Literature DB >> 12918068

Renal cell carcinoma-infiltrating natural killer cells express differential repertoires of activating and inhibitory receptors and are inhibited by specific HLA class I allotypes.

Julia S Schleypen1, Marion Von Geldern, Elisabeth H Weiss, Nicole Kotzias, Karl Rohrmann, Dolores J Schendel, Christine S Falk, Heike Pohla.   

Abstract

Among tumor-infiltrating lymphocytes (TILs) directly isolated from renal cell carcinomas (RCCs), we found substantial numbers of natural killer (NK) cells in most tumor tissues. They could be identified reliably in situ with an antibody directed against the activating receptor (AR) NKp46 that is exclusively expressed by all NK cells. NK-enriched TILs (NK-TILs) showed cytotoxicity against major histocompatibility complex (MHC) class I-negative cell lines. The ability to detect lysis of target cells was dependent on the percentage of NK cells within the TILs, and cytotoxicity was only observed after overnight activation with low-dose interleukin-2 (IL-2).
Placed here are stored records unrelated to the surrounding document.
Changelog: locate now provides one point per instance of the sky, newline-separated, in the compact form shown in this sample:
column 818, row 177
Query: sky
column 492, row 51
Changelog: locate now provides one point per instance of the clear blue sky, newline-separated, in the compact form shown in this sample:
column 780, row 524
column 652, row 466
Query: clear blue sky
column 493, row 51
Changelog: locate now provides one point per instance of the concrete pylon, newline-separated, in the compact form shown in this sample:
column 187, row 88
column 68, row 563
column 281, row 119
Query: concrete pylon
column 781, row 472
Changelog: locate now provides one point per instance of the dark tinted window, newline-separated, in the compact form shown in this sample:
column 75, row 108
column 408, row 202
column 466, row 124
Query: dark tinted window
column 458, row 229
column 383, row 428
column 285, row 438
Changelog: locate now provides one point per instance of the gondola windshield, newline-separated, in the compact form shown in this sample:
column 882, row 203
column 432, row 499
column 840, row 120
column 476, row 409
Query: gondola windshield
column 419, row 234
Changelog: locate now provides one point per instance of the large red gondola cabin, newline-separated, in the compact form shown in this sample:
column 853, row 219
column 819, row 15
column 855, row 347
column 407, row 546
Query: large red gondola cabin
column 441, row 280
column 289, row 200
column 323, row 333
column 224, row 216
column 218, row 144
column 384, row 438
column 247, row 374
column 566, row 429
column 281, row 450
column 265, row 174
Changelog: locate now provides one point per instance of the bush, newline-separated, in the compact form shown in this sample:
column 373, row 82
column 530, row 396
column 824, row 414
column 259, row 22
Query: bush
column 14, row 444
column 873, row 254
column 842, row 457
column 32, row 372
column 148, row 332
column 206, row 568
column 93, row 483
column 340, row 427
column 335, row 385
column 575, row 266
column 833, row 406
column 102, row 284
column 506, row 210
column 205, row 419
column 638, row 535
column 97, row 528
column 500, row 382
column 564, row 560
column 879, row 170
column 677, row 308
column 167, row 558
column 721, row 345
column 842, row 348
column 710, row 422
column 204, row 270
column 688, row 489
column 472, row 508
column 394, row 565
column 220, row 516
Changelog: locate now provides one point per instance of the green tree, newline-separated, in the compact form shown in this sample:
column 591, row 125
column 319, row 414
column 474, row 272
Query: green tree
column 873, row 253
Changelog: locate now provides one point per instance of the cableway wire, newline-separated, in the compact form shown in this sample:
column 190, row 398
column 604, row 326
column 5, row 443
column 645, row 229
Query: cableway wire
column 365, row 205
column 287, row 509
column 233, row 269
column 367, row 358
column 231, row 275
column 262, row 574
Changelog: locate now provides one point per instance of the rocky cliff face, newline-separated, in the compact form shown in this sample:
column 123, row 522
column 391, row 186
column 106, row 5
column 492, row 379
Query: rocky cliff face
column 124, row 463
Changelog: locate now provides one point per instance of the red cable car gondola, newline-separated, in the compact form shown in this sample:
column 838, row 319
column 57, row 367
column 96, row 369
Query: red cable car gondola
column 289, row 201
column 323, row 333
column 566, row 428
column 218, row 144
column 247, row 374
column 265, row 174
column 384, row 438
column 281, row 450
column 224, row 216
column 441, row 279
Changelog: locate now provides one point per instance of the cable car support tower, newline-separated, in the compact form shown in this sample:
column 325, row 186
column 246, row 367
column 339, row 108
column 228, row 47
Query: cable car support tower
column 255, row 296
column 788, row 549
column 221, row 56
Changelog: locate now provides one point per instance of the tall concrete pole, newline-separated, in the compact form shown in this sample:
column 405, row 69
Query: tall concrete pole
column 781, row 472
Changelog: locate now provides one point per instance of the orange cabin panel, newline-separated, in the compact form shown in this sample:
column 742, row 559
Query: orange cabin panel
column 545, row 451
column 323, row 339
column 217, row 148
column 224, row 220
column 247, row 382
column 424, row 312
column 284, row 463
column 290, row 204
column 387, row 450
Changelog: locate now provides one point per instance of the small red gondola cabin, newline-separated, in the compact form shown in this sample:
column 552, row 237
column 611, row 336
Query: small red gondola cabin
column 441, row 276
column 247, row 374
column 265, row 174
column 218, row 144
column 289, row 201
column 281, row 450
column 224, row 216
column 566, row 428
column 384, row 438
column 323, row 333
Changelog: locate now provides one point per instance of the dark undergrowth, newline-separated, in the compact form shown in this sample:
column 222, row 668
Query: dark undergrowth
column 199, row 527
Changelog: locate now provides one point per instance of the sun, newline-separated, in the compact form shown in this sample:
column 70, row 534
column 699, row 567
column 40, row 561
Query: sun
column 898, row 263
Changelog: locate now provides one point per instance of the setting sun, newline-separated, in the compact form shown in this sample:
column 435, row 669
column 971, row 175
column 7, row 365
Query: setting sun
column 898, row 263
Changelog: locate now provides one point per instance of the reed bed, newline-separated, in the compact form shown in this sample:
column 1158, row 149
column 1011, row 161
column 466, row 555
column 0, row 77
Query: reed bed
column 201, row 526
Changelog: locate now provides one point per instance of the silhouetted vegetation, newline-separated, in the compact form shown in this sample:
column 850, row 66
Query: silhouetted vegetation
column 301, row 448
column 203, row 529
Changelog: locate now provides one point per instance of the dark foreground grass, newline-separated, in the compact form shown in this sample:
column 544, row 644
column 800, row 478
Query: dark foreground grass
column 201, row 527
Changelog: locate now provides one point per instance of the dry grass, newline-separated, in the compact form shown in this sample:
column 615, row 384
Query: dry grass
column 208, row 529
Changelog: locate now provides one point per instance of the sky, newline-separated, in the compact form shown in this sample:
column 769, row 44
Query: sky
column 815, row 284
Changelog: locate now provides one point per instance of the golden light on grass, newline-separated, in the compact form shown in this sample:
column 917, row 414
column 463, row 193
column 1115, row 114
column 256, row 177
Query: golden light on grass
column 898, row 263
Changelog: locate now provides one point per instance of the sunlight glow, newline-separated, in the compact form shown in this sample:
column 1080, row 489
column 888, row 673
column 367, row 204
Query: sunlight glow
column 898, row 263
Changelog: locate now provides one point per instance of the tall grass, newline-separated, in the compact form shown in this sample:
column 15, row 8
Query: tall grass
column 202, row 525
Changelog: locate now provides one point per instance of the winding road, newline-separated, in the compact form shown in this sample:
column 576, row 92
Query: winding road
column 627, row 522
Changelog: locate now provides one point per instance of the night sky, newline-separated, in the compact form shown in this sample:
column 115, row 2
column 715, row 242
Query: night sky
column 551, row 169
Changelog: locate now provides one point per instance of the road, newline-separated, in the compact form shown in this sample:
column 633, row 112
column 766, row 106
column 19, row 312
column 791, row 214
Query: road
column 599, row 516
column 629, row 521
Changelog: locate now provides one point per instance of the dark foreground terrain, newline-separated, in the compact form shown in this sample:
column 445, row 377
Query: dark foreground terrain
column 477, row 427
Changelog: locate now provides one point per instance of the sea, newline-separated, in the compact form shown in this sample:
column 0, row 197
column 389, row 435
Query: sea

Infiltrating NK cells were found to express various inhibitory receptors (IRs); among these the CD94/NKG2A receptor complex was overrepresented compared to the autologous peripheral blood mononuclear cell (PBMC) population. Other IRs were underrepresented, indicating that NK subpopulations vary in their tumor-infiltrating capacity. IRs expressed by NK-TILs are functional since receptor engagement with MHC class I ligands presented by human leukocyte antigen (HLA)-transfected target cell lines was able to inhibit NK-mediated cytotoxicity. NK-TILs were also able to lyse autologous or allogeneic tumor cell lines in vitro. This activity correlated with low HLA class I surface expression since lysis could be inhibited by interferon (IFN)-gamma-expressing RCC transductants that displayed a higher surface density of HLA class I molecules. Therefore, NK cells infiltrating tumor tissues have an inherent ability to recognize transformed cells, but they require cytokine activation and are sensitive to inhibition by IR ligands. Copyright 2003 Wiley-Liss, Inc.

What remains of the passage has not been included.